Carol Rose California Superior Court Judge (Ret)
Jan 24, 2024 7:30 AM
Rotary Club of Key Largo Weekly Meeting
Carol Rose California Superior Court Judge (Ret)

The Origin of Girls' and Womens' Equality in Sports (Title IX)

 

Bio of Hon. Carol Rose

Judge Rose began her legal career on the steps of the University of Florida Law School library.
She was an undergraduate math major who became fascinated with law when her law student
(male) friends argued cases and legal theories with each other. All those years ago, in the
South, women were not welcome in law schools. She was not permitted inside the law school
or its library but devoured law books that were loaned to her. Becoming a lawyer was not an
option in those days for a woman in the south.
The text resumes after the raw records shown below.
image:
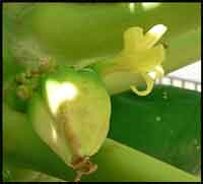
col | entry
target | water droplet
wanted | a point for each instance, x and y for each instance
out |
(158, 118)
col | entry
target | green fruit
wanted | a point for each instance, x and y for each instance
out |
(71, 113)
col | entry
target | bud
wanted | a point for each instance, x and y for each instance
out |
(71, 113)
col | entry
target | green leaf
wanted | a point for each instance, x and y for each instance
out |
(166, 124)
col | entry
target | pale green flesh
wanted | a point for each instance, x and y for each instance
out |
(88, 115)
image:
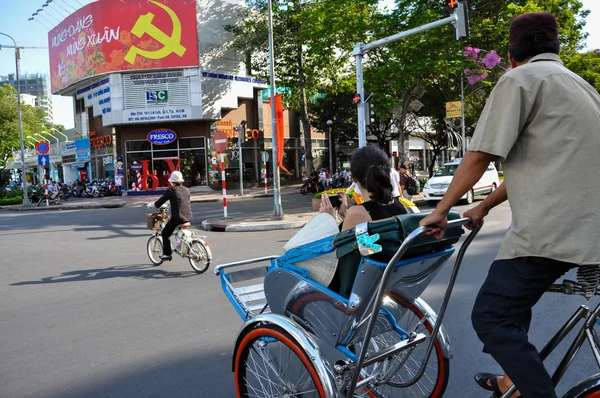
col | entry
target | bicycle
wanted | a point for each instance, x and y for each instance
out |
(302, 339)
(588, 281)
(187, 243)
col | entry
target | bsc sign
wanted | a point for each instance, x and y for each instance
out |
(157, 96)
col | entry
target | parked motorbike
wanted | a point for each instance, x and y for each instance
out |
(310, 185)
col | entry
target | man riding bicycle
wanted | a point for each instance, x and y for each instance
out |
(181, 210)
(541, 121)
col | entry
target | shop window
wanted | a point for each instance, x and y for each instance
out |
(132, 158)
(172, 145)
(165, 154)
(137, 146)
(195, 142)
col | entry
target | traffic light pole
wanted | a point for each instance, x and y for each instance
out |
(21, 139)
(458, 18)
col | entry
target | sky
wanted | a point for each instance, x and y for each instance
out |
(13, 21)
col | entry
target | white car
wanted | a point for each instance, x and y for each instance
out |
(436, 186)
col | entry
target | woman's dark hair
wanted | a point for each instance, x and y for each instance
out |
(534, 42)
(371, 168)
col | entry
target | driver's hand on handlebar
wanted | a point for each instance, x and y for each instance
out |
(476, 214)
(438, 222)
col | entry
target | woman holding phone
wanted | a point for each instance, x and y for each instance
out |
(370, 168)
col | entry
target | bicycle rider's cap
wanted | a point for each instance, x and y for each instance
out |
(176, 176)
(544, 21)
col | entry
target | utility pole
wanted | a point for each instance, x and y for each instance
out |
(277, 210)
(18, 71)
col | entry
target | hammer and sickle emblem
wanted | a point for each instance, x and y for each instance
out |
(171, 44)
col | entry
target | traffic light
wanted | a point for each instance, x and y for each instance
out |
(461, 26)
(451, 3)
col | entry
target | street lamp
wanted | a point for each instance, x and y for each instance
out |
(17, 58)
(60, 132)
(53, 136)
(329, 124)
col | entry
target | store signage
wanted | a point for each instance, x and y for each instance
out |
(161, 136)
(99, 141)
(67, 148)
(155, 97)
(245, 79)
(158, 115)
(115, 35)
(68, 159)
(82, 149)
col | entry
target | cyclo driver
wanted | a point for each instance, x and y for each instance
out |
(181, 211)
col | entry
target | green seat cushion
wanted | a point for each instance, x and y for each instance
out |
(392, 233)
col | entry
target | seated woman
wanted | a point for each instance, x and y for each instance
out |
(370, 168)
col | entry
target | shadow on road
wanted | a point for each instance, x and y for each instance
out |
(137, 271)
(201, 374)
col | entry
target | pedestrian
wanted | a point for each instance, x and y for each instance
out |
(404, 177)
(181, 210)
(541, 120)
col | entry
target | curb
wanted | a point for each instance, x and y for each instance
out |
(223, 226)
(76, 207)
(232, 198)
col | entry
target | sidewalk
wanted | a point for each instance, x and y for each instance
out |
(111, 202)
(265, 221)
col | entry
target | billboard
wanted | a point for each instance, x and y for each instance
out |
(115, 35)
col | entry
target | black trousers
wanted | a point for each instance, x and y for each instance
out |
(502, 315)
(166, 233)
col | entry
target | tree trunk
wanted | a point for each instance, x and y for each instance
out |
(304, 112)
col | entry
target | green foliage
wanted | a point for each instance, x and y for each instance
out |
(313, 42)
(337, 108)
(586, 65)
(33, 122)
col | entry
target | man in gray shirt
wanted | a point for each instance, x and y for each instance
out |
(543, 122)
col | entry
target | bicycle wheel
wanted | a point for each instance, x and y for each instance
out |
(271, 364)
(199, 258)
(155, 250)
(403, 366)
(587, 388)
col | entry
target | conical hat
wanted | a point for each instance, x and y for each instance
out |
(322, 268)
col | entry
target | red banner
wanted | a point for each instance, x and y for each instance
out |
(115, 35)
(279, 130)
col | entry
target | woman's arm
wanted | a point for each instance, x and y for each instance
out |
(354, 216)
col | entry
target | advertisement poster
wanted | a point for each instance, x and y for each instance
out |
(115, 35)
(82, 148)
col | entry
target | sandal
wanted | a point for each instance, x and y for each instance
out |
(483, 378)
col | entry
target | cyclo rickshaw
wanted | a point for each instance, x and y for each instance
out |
(379, 339)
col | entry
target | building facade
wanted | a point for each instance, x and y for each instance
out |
(145, 116)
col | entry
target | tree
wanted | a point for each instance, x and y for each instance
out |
(338, 109)
(382, 127)
(586, 65)
(33, 122)
(313, 40)
(401, 72)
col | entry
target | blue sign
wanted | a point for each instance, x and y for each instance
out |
(82, 149)
(44, 160)
(161, 136)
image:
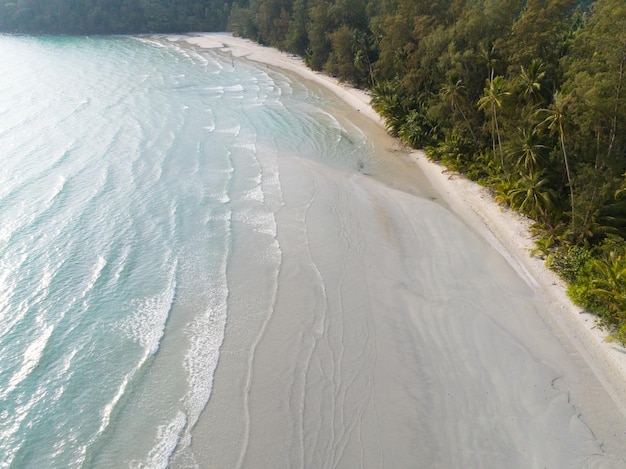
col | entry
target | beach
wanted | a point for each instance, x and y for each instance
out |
(410, 327)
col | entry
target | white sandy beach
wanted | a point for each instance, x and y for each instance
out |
(406, 332)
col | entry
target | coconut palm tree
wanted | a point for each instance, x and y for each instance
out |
(533, 196)
(454, 93)
(493, 96)
(529, 81)
(527, 152)
(554, 121)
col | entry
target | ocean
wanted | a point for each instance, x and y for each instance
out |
(133, 171)
(207, 262)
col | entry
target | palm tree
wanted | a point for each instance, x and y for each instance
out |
(533, 196)
(621, 192)
(530, 79)
(528, 152)
(493, 96)
(609, 283)
(454, 93)
(554, 121)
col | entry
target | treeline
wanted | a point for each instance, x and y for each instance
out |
(113, 16)
(527, 97)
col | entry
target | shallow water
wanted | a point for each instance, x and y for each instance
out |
(195, 271)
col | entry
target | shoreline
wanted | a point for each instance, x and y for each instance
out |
(506, 231)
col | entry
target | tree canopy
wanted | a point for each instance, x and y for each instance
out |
(112, 16)
(527, 97)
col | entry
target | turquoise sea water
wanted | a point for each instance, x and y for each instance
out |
(131, 172)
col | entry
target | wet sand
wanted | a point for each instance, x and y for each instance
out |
(404, 332)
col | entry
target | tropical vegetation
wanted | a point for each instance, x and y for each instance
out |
(527, 97)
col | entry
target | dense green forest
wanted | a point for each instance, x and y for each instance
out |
(527, 97)
(113, 16)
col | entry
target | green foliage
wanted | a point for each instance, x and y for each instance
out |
(600, 286)
(113, 16)
(525, 96)
(568, 261)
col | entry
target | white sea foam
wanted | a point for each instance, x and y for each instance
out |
(147, 324)
(206, 334)
(166, 442)
(32, 357)
(95, 275)
(234, 130)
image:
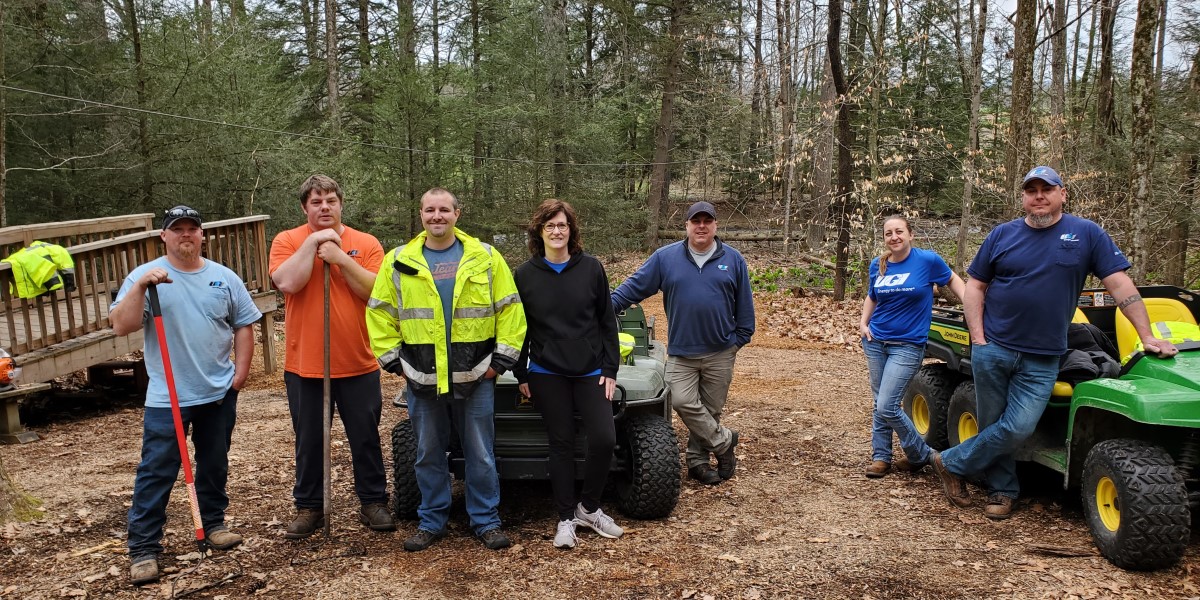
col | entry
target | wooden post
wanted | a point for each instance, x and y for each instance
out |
(11, 430)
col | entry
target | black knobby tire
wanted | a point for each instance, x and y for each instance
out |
(406, 496)
(648, 486)
(1137, 504)
(927, 400)
(963, 417)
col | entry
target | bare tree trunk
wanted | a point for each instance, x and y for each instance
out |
(1021, 126)
(330, 63)
(1057, 90)
(309, 19)
(363, 25)
(1107, 123)
(4, 124)
(972, 76)
(845, 142)
(205, 22)
(1175, 270)
(406, 30)
(658, 197)
(477, 141)
(143, 124)
(786, 112)
(823, 159)
(1144, 143)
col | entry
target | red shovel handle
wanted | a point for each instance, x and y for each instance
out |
(161, 334)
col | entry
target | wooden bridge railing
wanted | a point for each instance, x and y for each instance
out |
(73, 233)
(31, 327)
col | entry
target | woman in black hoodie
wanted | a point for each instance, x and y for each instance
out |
(573, 358)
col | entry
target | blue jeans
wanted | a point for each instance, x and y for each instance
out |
(1012, 390)
(211, 430)
(892, 367)
(477, 431)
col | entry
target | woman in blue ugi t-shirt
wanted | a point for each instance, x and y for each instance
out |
(894, 328)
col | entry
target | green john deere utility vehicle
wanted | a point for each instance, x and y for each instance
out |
(1131, 444)
(646, 471)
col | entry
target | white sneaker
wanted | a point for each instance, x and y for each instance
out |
(565, 535)
(598, 521)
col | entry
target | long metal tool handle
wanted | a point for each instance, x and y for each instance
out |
(329, 409)
(161, 334)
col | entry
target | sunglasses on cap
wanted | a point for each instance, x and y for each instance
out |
(183, 213)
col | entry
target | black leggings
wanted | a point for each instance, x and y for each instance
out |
(558, 399)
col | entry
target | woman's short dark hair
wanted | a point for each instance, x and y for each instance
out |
(541, 215)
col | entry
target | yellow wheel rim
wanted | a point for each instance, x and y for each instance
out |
(967, 427)
(1108, 507)
(921, 414)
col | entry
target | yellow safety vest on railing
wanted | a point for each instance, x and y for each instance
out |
(41, 269)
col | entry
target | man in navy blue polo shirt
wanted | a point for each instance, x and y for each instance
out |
(1025, 282)
(706, 291)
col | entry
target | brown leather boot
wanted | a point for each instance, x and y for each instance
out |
(306, 523)
(876, 469)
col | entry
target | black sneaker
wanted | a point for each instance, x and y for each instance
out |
(377, 517)
(705, 474)
(726, 461)
(423, 539)
(495, 539)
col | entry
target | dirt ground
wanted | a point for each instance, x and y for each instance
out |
(799, 520)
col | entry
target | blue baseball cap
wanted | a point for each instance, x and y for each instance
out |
(1045, 174)
(701, 207)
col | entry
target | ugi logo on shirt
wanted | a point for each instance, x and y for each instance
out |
(891, 281)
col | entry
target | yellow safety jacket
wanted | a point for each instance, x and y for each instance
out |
(407, 325)
(1175, 331)
(40, 269)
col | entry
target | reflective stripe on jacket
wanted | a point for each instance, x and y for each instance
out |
(407, 325)
(41, 268)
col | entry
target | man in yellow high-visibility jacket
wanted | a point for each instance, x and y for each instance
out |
(445, 315)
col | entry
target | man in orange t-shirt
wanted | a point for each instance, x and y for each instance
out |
(298, 258)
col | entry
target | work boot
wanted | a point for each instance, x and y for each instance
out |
(495, 539)
(223, 539)
(876, 469)
(144, 570)
(726, 461)
(423, 539)
(705, 474)
(999, 507)
(306, 523)
(377, 517)
(953, 485)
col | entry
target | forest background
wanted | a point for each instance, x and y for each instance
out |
(802, 121)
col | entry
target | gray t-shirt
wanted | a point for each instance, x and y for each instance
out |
(444, 268)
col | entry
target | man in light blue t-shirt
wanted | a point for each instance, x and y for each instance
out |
(207, 312)
(1025, 282)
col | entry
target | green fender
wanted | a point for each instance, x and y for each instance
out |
(1155, 391)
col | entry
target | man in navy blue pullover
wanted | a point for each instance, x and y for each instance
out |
(706, 291)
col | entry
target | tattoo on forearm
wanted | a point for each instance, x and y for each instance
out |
(1128, 301)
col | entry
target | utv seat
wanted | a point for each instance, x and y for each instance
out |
(1063, 390)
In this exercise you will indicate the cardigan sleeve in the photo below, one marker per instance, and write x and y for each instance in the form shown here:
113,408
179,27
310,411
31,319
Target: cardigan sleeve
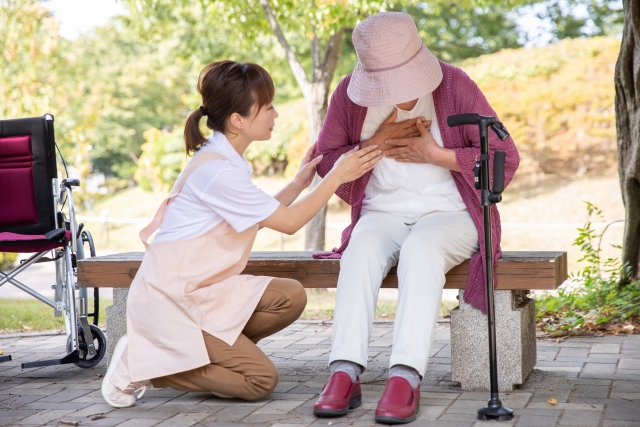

This left her to set a path for another passion to
be realized, studying to be a mathematics professor (topology, to be specific).
She graduated at the top of her class, Summa Cum Laude and began her Ph.D. in math at
University of Massachusetts. New Englanders were more enlightened than Southerners and it
was while studying for her Ph.D. that she realized she, a woman, could be a lawyer. She started
law school in New England (foregoing her career as a mathematics professor); there were only
16 women out of 185 in her law class.
She completed her legal education at Stanford Law School, (40 out of 140 women), focusing her
studies on women’s legal issues. Her first book was published while in law school, “Women in
Sport, From Myth to Reality”, a treatise about the ERA and women’s sport. She later taught
Title IX (Discrimination in Education) and Trial Advocacy at UCLA and Loyola Law Schools, resp.
In 1981, she was offered the position Under Secretary of Education to manage Title IX
enforcement throughout the county.
Judge Rose, upon completing law school, became a Century City entertainment litigator,
handling cases for celebrities (The Beachboys, Chicago, etc.). While at her law firm, in 1978, her
first book (“Women in Sports: From Myth to Reality”), was recognized by the trail blazing
women fighting for equal treatment; that led to the most important case of her legal career, a
Title IX class action in Federal District Court, that case changed the course of high school girls’
athletics giving them equality for the first time in California history in 1979.
Judge Rose’s dream to “do justice” every day in a courtroom became a reality when she
engaged in a 34-year career as a criminal prosecutor (Deputy District Attorney) for LA County.
She specialized in child molestation and rape. She prosecuted hundreds of felons with
sentences such as a three-defendant case who were sentenced to a total of over 1000 years
plus 41 life sentences in prison in one trial, serial rapists.
After prosecuting predominantly murderers and sexual child molesters and rapists, Judge Rose
developed a new means to “do justice” when she became a Superior Court Judge, presiding
over cases, as many as 100+ per day, in which she encountered people who sought justice in
her courtroom. She ended her judicial career presiding over small claims and is grateful to have
had the opportunity to affect the lives of thousands of citizens in her role as a judge.